Tracking system helps to keep patients in touch
Children’s Hospital of Philadelphia (CHOP) developed an in-house system that improves communication between patients and health care providers. The Patient and Provider Location System (PPLS) is being used at CHOP's Buerger Center for Advanced Pediatric Care and follows interactions between patients and staff, providing visibility within the clinical setting to ensure smooth and efficient flow during an appointment.
A patient is issued a pager to track his or her location, allowing the system to send a message to hospital personnel when that patient has not had interaction with a clinician or staff for several minutes. This ensures that patients do not sit for long periods without hospital staff having checked on them.
It also improves patient privacy. A series of sensors placed above each exam room door will emit a yellow light when a patient enters, and a purple light when the clinician is also in the room. This way, staff can look down a hallway to see whether a room is occupied without stepping inside. When a patient leaves an exam room, cleaning staff are automatically notified to disinfect the room to prepare for the next patient.

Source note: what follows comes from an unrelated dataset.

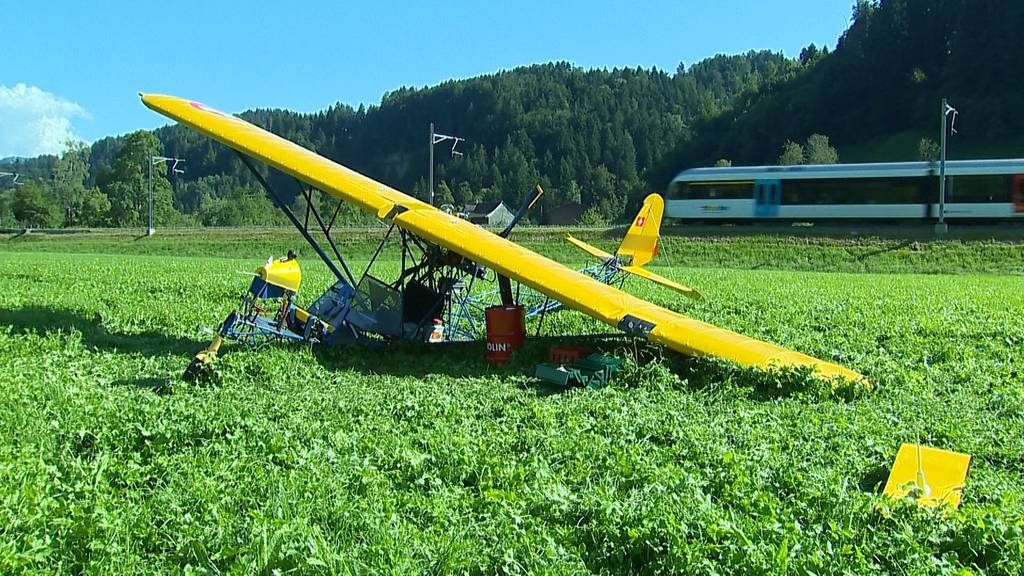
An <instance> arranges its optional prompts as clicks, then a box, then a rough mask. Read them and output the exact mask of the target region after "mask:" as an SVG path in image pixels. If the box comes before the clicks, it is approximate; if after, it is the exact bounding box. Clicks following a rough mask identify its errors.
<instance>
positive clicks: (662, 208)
mask: <svg viewBox="0 0 1024 576" xmlns="http://www.w3.org/2000/svg"><path fill="white" fill-rule="evenodd" d="M664 213H665V201H664V200H662V197H660V196H658V195H656V194H651V195H649V196H648V197H647V198H645V199H644V201H643V206H641V207H640V211H639V212H637V215H636V217H635V218H633V223H631V224H630V230H629V232H627V233H626V238H624V239H623V243H622V244H620V245H618V249H617V250H615V255H616V256H620V257H623V256H628V257H630V258H631V259H632V263H633V265H635V266H642V265H644V264H645V263H647V262H649V261H650V260H651V259H653V258H654V255H655V254H657V238H658V236H657V235H658V232H659V231H660V230H662V215H663V214H664Z"/></svg>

The Philadelphia Alliance for Capital and Technologies (PACT) awarded the CHOP system with the Digital Innovation Award in May.

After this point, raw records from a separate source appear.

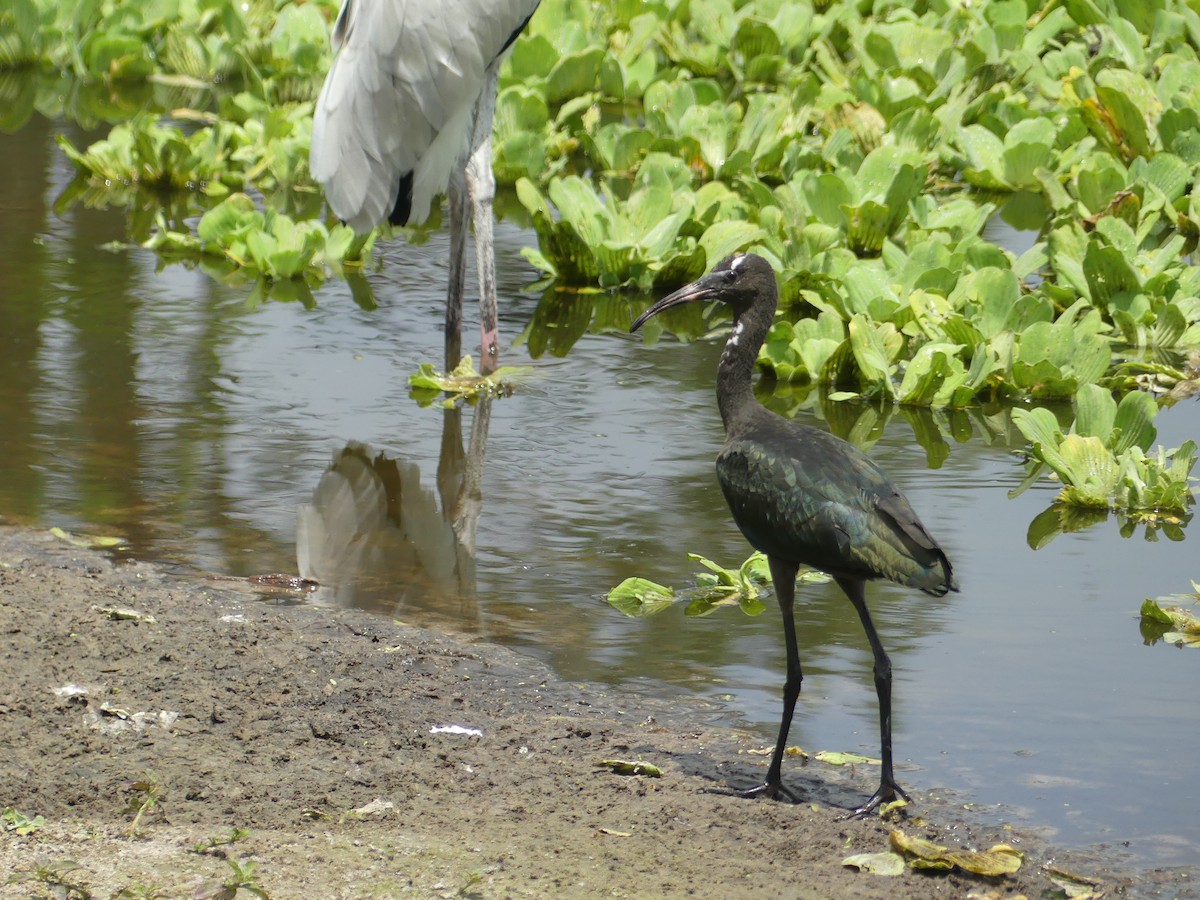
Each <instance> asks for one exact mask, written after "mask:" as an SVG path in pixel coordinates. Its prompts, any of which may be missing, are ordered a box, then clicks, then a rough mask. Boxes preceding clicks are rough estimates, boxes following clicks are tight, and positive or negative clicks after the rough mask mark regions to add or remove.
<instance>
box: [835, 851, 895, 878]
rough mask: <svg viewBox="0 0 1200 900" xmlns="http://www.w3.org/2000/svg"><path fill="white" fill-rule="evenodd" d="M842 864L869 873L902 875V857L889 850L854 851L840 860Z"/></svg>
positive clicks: (878, 874)
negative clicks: (854, 851) (862, 852)
mask: <svg viewBox="0 0 1200 900" xmlns="http://www.w3.org/2000/svg"><path fill="white" fill-rule="evenodd" d="M841 864H842V865H848V866H851V868H854V869H858V870H859V871H864V872H870V874H871V875H904V857H902V856H900V854H899V853H892V852H890V851H887V852H883V853H854V854H853V856H850V857H846V858H845V859H842V860H841Z"/></svg>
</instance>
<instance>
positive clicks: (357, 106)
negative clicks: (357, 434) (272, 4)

“The Patient and Provider Location System will make appointments easier for both our patients and our clinical team," said Gayle Stidsen-Smith, senior director of patient access and revenue cycle, health information management, and data integration in information services at CHOP. "So many departments came together to make the PPLS a reality, and it's an honor to have that hard work recognized by PACT.”
Virtual reality opens new world for elderly patients
National Public Radio followed along on a patient visit with Sonya Kim, M.D., founder of One Caring Team, as she took a 103-year-old-patient on a trip through virtual reality.
The patient “walked along” a beautiful Hawaiian beach just as the sun was setting, looking out at an expansive sea and deep, colorful sky. The beautiful backdrop set a relaxing scene as the patient listened to words of encouragement and reminders to keep up with her medication.
The patient is part of Kim’s medical virtual reality program, which also conducts group therapy sessions at assisted living centers throughout Northern California’s Bay Area.
“Dementia patients often feel lost, because they feel that they don't belong anywhere," Kim tells NPR. "I want them to feel found again.”
High school students help patients to navigate the emergency department
Two 15-year-old Canadian high school students developed an award-winning smartphone app to help patients at Central West Community Care Access Centre, Headwaters Health Care Centre and William Osler Health System all located in Ontario, Canada, to understand the daily happenings in emergency departments (EDs).
The Emerg Master app is a game that includes characters from Headwaters’ and Osler’s EDs who offer detailed information about how the hospitals connect patients with community care. It also provides information about how the EDs work, to help patients understand processes and manage expectations when they arrive.
The app launched on Google Play June 28.